Prakasa Babu P, Yoshida Y, Su M, Segura M, Kawamura S, Yasui N
Department of Pathology, Research Institute for Brain and Blood Vessels-Akita, Senshu Kubota Machi, 6-10, 010-0874, Akita, Japan.
Neurosci Lett. 2000 Sep 22;291(3):196-200. doi: 10.1016/s0304-3940(00)01404-x.
Recent studies suggest that mild hypothermia significantly alleviate damage following cerebral ischemia though the precise mechanism is poorly defined. In the present study, middle cerebral artery occlusion (MCAo) was induced in Sprague-Dawley (SD) rats for 1 h followed by varying periods of reperfusion. Cerebral infarcts identified by hematoxylin & eosin (H&E) staining revealed extensive lesion in normothermic (NT) 37 degrees C and small lesion in hypothermic (HT) 33 degrees C group of rats. Immunohistochemical analysis revealed Bcl-2 was induced in many neurons of HT group, while Bax and cytochrome c was induced in few neurons. In situ detection of DNA fragmentation using 3'-OH end labeling method (terminal dUTP nick-end labelling (TUNEL)) indicated, higher number of TUNEL-positive cells in NT group, but significantly decreased in HT group. The expression pattern revealed many neurons at the penumbra region could survive in HT group whereas, many neurons are committed to die in NT group. Our results suggest that hypothermia is selectively interfering at more than one place and providing protection.

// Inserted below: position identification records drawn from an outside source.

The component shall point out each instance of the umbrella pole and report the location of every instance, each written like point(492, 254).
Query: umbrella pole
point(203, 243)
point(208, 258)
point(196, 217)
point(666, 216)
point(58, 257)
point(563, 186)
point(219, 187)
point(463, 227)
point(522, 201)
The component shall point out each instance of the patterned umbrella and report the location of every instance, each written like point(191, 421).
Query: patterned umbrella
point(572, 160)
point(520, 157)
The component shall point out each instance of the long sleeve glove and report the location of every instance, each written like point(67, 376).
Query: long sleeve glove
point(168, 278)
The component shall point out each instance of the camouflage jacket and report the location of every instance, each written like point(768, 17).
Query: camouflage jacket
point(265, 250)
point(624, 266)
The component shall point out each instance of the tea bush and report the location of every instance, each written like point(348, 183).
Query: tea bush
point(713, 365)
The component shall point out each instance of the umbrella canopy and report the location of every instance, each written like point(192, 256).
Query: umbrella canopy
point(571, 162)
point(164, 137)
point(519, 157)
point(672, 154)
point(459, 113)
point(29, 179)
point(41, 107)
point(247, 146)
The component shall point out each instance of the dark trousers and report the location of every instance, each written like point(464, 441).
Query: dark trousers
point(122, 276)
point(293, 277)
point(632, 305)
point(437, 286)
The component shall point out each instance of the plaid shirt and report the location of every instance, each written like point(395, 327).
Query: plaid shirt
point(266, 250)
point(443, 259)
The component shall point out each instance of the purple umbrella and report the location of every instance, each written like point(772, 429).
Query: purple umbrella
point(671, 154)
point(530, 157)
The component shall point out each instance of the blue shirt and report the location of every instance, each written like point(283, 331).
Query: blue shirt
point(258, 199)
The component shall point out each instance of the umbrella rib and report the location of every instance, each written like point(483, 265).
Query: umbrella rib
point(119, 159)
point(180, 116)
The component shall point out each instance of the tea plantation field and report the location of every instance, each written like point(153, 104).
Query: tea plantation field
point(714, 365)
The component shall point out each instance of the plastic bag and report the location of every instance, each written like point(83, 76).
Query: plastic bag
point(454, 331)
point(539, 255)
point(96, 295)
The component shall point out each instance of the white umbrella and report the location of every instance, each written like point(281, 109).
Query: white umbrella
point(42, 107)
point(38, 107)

近期研究表明,轻度低温可显著减轻脑缺血后的损伤,尽管确切机制尚不清楚。在本研究中,对Sprague-Dawley(SD)大鼠进行大脑中动脉闭塞(MCAo)1小时,随后进行不同时长的再灌注。通过苏木精和伊红(H&E)染色鉴定的脑梗死显示,在体温正常(NT)37摄氏度的大鼠组中出现广泛损伤,而在体温降低(HT)33摄氏度的大鼠组中损伤较小。免疫组织化学分析显示,HT组的许多神经元中诱导产生了Bcl-2,而Bax和细胞色素c仅在少数神经元中诱导产生。使用3'-OH末端标记法(末端脱氧尿苷三磷酸缺口末端标记法(TUNEL))原位检测DNA片段化表明,NT组中TUNEL阳性细胞数量较多,而HT组中显著减少。表达模式显示,HT组中半暗带区域的许多神经元能够存活,而NT组中的许多神经元则注定死亡。我们的结果表明,低温在多个部位发挥选择性干预作用并提供保护。